Thursday, September 23, 2010

Expectations and Blue Jeans

I got to thinking about expectations and what that word actually means.  Depending on the scale in which you set them, it can change so many things: a movie, a nice dinner out, the fit of your perfect pair of jeans that you haven't worn in months, a relationship, a trip, an interview, etc.

So what happens when our expectations don't add up..disappointment/frustration...and other words full of heartbreak.  Then, when something happens, that exceeds our expectations...a wonderful feeling emerges that can change your whole outlook on the day, week, month, life.

Knowing what can happen, why is that we sometimes set our expectations extremely too high, setting others up to fail and ultimately disappointing ourselves.  Expectations are always going to be sky high for those we hold closest to our hearts, but they're just human...we as the "expectation holder" are never perfect, why do we ask that in others.
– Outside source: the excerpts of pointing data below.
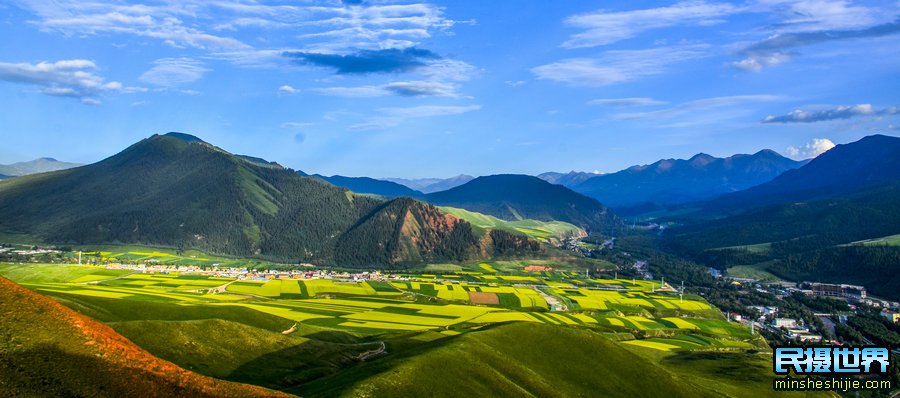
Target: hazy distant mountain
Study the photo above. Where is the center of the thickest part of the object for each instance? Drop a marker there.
(674, 181)
(371, 186)
(177, 191)
(81, 357)
(429, 185)
(41, 165)
(805, 221)
(845, 169)
(569, 179)
(516, 197)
But the down side, always setting low expectations...that's no way to live.  Expecting too little, causes laziness and easy-way-outs.  We think highly of those we love and only want the best out of them.  Expecting not enough, will result in never wanting them to do or be better for you, but mainly themselves.  Why try, when you don't have to, kind of attitude.

Where is the happy medium...is there one? How can I not disappoint and frustrate myself, but still set standards that I believe to be tangible?!?!!?

As a side note, let me explain my reason behind this blog:
My Husband and I were going to meet my grandparents for dinner and a comedy show.  On our drive to the restaurant BJ says: "I hope this buffet is GREAT!" Then I follow with, knowing good and well, there is no such thing as a GREAT buffet..it's a mythical creature.."Lets go with good, that fits better and that way we...you, aren't let down."  We get there and the food isn't terrible, but not great, and slim pickings, which really isn't something you would expect of a buffet.  BJ's little heart was broken.  He didn't know what to do.  I, on the other hand, had expected, simply just food, and therefore wasn't let down. 

Something as small as this....leads to my brain churning all night trying to figure out how to beat the expectation doom, the expectation high is something to live for, but the doom can be devastating.  Yes, disappointment is a part of life, I get it.  But wouldn't it be nice to minimize that, by just assessing the situation and setting realistic expectations for that particular scenario or person, whether they are set high or low, just the perfect fit...like blue jeans.  I know it, I can say it...well, type it, but I struggle to put it into practice....and after all practice makes perfect!!!